Ecc 3:13 All of us should eat and drink and enjoy what we have worked for. It is God's gift

Enjoy that which you have earned. Herein lies a good habit which will go a long way to helping you maintain motivation. Motivation has to do with expectation. When we expect a desired result, chances are that we will be more motivated to do something. If we never gain any pleasure from our work, then the desirability of the result of our work becomes less and less – until it fades and we are merely driven from day to day, by whatever drives us – mostly fear, stress, worry, anxiety, and similarly destructive emotions.

If we regularly take a bit of time to enjoy what we have worked for, then there is a continuous resetting of the balance. We regularly step away from the things that drive us, enjoying the things that give us pleasure and enjoyment.

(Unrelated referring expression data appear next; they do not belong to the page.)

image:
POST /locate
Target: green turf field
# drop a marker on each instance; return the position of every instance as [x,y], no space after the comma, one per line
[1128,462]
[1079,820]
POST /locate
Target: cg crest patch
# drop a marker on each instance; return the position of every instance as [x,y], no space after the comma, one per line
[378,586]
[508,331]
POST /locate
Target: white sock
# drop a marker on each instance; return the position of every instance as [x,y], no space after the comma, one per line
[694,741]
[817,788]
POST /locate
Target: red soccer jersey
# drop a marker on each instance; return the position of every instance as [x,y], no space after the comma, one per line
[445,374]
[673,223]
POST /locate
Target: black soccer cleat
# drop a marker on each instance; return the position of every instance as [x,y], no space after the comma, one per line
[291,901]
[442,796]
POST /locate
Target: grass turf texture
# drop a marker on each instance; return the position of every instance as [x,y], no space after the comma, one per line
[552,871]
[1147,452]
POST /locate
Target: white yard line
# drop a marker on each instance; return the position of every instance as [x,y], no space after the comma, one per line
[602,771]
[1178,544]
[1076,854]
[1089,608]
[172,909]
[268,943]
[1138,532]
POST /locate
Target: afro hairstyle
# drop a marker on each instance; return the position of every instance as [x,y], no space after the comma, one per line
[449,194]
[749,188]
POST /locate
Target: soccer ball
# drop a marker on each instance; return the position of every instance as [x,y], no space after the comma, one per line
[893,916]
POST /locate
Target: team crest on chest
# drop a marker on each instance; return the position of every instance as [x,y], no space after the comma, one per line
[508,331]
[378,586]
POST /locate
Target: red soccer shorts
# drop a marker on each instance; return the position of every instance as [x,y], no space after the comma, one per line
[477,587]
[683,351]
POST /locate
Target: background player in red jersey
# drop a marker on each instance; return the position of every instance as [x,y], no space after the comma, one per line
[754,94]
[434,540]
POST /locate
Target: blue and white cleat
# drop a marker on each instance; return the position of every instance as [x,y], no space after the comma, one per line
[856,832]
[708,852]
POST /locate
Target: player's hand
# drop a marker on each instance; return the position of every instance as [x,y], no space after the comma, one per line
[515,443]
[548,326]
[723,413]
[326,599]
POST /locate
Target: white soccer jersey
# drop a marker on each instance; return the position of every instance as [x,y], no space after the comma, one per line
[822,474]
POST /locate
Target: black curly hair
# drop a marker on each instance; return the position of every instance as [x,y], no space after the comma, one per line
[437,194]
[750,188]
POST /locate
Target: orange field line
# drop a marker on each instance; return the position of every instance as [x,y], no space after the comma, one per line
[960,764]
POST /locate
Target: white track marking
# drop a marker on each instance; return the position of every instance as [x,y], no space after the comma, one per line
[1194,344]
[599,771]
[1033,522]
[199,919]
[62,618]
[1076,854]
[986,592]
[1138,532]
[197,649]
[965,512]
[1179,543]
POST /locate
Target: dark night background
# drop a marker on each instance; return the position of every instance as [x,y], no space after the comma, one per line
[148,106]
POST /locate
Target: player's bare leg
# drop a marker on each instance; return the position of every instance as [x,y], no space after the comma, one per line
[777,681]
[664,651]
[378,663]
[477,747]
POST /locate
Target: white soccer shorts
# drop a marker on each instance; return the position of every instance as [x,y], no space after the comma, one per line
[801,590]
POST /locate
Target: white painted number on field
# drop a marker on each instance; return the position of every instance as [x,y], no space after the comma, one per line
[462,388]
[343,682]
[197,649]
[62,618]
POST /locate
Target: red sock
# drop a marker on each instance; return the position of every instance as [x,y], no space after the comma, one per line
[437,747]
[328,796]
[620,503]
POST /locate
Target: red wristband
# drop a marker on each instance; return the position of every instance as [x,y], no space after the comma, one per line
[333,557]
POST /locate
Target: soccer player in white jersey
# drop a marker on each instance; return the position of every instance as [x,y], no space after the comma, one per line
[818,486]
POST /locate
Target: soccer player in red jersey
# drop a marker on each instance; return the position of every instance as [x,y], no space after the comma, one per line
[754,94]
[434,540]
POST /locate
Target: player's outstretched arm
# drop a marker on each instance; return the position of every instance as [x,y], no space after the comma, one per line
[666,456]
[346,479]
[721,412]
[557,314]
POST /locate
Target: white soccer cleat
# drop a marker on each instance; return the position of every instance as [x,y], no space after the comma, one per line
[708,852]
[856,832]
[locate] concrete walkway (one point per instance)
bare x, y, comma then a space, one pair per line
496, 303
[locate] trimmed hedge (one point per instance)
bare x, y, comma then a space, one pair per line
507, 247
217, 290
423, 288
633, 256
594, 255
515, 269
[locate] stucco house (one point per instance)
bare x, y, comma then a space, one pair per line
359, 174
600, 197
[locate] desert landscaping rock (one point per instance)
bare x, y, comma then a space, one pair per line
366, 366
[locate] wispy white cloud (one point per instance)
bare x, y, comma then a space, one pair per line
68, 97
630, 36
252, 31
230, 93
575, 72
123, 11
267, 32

The subtle warning: Don’t enjoy what you have not worked for

There is also a subtle warning here, and that is in the “what we have worked for.” It is a subtle way of saying: “Don’t make debt, don’t do that impulsive buying.” You see, the moment you make debt to buy something you want, you are giving yourself the enjoyment of something for which you have not worked. You pull the gratification closer, and so you de-link the gratification from the effort of working for it.

Now you have debt, and you know the debt has to be paid. So, you are driven by fear, and you work because you MUST make the money to pay the debt. Your efforts are now linked to debt – a negative element in your life. Instead of having created a pattern of motivation because of the reward that lies at the end of the effort, you have created a pattern of motivation because of the fear of what would lie at the end of not making the effort. The gratification has already been received and consumed.

A Pattern of Destruction

When this becomes a pattern, it becomes incredibly destructive. Now you know you have debt, so you work as hard as you can to meet your required payment. For a few months you succeed in keeping this up, filling your life with self-discipline and ambition, driving yourself from day to day, with the only gratification that remains, the sense of knowing that eventually that debt will be settled. But then, one day, all the media and advertising gets to you again, you realize that you have now settled half the debt, and the bank has just invited you to increase that credit limit again. And you so desperately need that holiday, that one dinner out, that new holiday home, or that new shirt. Whether it’s a million dollar, or a hundred dollar temptation, makes no difference to the pattern. The pattern is that eventually you succumb, you take the gratification again – because after all, you’ve been working so hard! And now you have more debt, and you work hard again. But once again, the work comes after the gratification. The positive motivator has been had; it is no longer a motivator. What remains is just the fear of what will happen if you don’t pay back that debt. You have debt again, even more this time, you’re going to have to work even harder. You’ve just been had again! You’ve been set up for the next fall.

Pleasure is stolen from your work

Sub-consciously, you are now linking work with debt and fear. Over time, this association will become stronger and stronger. You will enjoy your work less and less, and eventually begin to hate it as much as you hate the emotions that are driving you to keep working. You have become a slave of the bank, a slave of your employer, a slave of society.

I don’t think many of us realize just how much of the joy of life has been stolen from us, through easy credit. There are few things as enjoyable as having worked for something, saved hard for it, finally getting it and then being totally free to enjoy it, without the burden of debt to weigh you down.

How do you get out of this cycle?

Breaking the Cycle

There are volumes written on this topic, so to try and offer a solution in one article, seems impossible. But one principle seems to have worked well for me:

With immediate effect, separate your debt from your other finances and make it inaccessible. If you have an overdraft, a credit card or a revolving credit plan, or a bond that you can access as soon as there are excess funds – freeze those. Give the access to someone else if you must. Figure out how much of that you can pay off – realistically – every month – and do that. Pay it, and forget about it. Don’t watch it, don’t set all sorts of “get out of debt” goals – because if you always think about your debt, you will just keep feeding debt.

Now you open a savings account, and you begin to save for whatever you want. Start with something small. Save for three months, and then reward yourself with that something small. Experience that gratification. Now you have broken the circle. Now you are ready to learn to live in a new lifestyle.